The subdued sneaky racism is still racism.
*The funny thing is that my country, a EU country, and EU actually have decided that doctors’s, real or philosophical, education isn’t worth the same depending on where they come from in the world. It is funny because every country within the european union forgot about science all together for about 1500 years after the fall of Rome to christian fanaticism, but most of the doctors that come to countries within EU but are put down as not having an equal qualitative education, and so has to start all over pretty much from scratch, are from countries that for those about 1500 years actually embraced science, and still had time to go with religious fanaticism.
Now the hippies want to take the “western world” into religion again, forgetting, again, about science, whilst the rest of the world gets ahead by embracing science. Of course “western hippie world” will deny the rest of the world as having qualitative doctorates. Although, I’m thinking the “western hippie world” won’t outgun the rest of the world, to decide the agenda, this time around due to the fact that all them countries with lesser qualitative doctorates are well having nukes too and space programs and what have we not.
Dandytroll’s “Christian fanaticism” is the only thing that kept science and scholarship alive during those “dark ages.” Few events in history were more anomolous than the burning of the Alexandrian library. Tell me what script you use, and I’ll tell you what religion your ancestors were–their religion is the only reason you are literate. –AGF
Poor dbleader61 got pounced on pretty quickly.

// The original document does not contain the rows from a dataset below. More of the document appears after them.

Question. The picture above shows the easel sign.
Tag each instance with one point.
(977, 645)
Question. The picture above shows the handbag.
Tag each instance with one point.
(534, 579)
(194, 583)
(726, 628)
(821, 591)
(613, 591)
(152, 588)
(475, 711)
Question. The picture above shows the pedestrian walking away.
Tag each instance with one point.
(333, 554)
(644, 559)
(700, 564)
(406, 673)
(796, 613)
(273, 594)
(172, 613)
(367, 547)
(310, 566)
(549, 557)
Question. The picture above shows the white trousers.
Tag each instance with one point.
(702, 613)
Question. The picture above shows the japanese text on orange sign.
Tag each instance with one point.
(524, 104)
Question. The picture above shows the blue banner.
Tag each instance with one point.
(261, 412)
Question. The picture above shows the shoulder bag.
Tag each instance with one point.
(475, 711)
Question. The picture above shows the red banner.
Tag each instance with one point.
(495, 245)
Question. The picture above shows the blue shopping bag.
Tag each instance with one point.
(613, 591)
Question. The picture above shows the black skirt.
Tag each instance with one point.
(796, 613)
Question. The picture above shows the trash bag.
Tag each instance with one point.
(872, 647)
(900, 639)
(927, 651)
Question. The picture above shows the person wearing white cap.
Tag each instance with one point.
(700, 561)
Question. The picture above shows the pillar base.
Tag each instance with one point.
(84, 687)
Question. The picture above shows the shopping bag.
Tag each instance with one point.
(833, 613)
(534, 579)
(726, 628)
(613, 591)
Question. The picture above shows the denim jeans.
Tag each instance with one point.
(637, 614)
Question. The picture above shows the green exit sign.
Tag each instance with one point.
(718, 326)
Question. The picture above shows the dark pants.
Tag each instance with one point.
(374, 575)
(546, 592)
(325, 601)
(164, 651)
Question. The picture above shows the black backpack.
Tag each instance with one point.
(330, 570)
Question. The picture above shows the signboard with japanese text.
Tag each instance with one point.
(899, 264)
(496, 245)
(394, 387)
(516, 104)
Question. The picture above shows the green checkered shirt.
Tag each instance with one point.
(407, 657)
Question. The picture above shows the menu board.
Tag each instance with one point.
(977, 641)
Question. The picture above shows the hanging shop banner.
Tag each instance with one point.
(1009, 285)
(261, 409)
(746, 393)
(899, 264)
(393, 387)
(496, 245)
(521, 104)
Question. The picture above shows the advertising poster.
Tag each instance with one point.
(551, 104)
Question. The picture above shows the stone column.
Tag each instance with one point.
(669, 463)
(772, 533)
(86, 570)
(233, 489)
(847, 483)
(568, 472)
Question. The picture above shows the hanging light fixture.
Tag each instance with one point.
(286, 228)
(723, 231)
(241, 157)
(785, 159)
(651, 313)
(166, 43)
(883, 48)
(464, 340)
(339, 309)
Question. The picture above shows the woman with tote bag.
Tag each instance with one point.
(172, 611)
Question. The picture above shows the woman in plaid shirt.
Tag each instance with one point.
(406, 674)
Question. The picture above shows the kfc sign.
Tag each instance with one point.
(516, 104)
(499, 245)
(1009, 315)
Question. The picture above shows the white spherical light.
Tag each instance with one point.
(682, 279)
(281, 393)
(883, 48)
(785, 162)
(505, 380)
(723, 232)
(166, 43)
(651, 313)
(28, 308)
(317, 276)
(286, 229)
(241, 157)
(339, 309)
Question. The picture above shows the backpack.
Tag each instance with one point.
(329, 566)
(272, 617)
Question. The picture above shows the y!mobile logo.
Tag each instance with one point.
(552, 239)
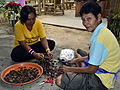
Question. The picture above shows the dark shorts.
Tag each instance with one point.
(81, 82)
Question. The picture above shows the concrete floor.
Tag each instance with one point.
(6, 43)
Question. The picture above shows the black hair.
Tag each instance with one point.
(25, 11)
(90, 7)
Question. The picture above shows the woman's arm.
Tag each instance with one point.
(27, 48)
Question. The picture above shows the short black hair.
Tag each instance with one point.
(25, 11)
(90, 7)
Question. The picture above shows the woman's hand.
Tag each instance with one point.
(50, 55)
(38, 56)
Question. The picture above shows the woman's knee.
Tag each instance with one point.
(58, 80)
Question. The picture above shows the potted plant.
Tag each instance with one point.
(13, 10)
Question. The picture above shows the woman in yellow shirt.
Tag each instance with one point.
(30, 37)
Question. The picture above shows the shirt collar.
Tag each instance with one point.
(96, 31)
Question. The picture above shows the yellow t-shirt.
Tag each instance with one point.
(112, 61)
(31, 37)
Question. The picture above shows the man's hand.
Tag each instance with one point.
(50, 55)
(38, 56)
(65, 69)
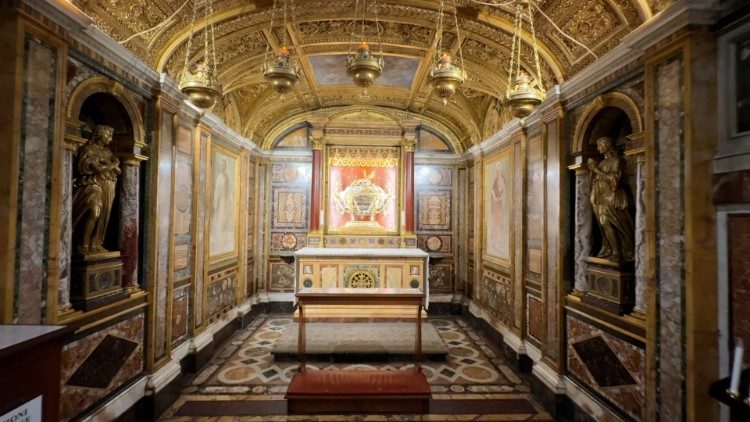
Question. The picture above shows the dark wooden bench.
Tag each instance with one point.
(360, 391)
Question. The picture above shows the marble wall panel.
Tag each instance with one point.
(535, 317)
(497, 292)
(669, 202)
(120, 336)
(183, 193)
(289, 208)
(441, 277)
(433, 175)
(607, 364)
(180, 314)
(435, 243)
(200, 220)
(739, 277)
(287, 242)
(534, 204)
(35, 163)
(281, 276)
(162, 220)
(221, 292)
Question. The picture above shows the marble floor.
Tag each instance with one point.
(243, 382)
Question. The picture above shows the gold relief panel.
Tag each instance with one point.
(434, 210)
(289, 208)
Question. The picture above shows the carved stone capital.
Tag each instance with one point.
(317, 143)
(409, 144)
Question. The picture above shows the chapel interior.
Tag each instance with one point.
(375, 210)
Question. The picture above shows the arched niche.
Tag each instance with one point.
(102, 89)
(593, 111)
(102, 101)
(617, 116)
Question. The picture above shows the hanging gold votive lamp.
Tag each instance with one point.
(199, 83)
(363, 67)
(446, 76)
(282, 72)
(524, 92)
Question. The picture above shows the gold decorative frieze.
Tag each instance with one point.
(363, 157)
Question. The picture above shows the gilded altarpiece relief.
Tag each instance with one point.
(289, 215)
(434, 191)
(371, 168)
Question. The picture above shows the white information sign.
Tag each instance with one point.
(31, 411)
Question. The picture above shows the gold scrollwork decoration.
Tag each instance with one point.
(363, 157)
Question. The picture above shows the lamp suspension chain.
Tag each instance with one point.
(190, 37)
(213, 38)
(270, 29)
(458, 36)
(439, 32)
(533, 43)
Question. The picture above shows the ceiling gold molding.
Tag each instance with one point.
(407, 29)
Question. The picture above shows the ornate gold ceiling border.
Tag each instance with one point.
(331, 113)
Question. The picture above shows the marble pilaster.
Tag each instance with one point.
(582, 240)
(408, 146)
(129, 227)
(640, 239)
(72, 142)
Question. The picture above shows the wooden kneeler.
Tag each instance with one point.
(360, 391)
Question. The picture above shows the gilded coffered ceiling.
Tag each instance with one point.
(321, 33)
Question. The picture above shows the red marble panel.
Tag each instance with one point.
(629, 397)
(74, 400)
(536, 316)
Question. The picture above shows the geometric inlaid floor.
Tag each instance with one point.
(243, 382)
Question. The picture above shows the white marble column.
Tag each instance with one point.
(582, 240)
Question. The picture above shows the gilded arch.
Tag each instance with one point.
(611, 99)
(101, 84)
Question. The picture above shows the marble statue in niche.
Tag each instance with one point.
(610, 204)
(94, 190)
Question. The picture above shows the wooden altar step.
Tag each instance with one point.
(350, 313)
(358, 391)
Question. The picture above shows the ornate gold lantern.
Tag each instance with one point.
(200, 83)
(524, 93)
(445, 76)
(363, 66)
(282, 73)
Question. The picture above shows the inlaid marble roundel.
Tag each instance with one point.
(434, 243)
(361, 279)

I couldn’t see that he was anything more than puzzled as to what he should take note of.
I’m sure he meant ‘subscribe’ instead of ‘ prescribe’ but “…alarmism as a tenet of good science” doesn’t bring me to conclude that he’s a fan of Hansen.
Twitchy trigger fingers?
I read a chat on another forum where a PhD student had been invited onto the editorial board of a scrips journal. He wroter back to point out he was a PhD student. This seemed to count as a yes from the publishers and he ended up on the editorial board listed as a professor.
This is just one example but it suggests a rather low level of scutiny. But I agree with others comments there is serious elitism and to some extent imperialism in the science publishing process which sees scientists from developing countries often excluded from the better journals.
As Antony says judge the science, from what I’ve seen the scrips journal articles that have been highlighted by WUWT have lacked a certain amount of rigor.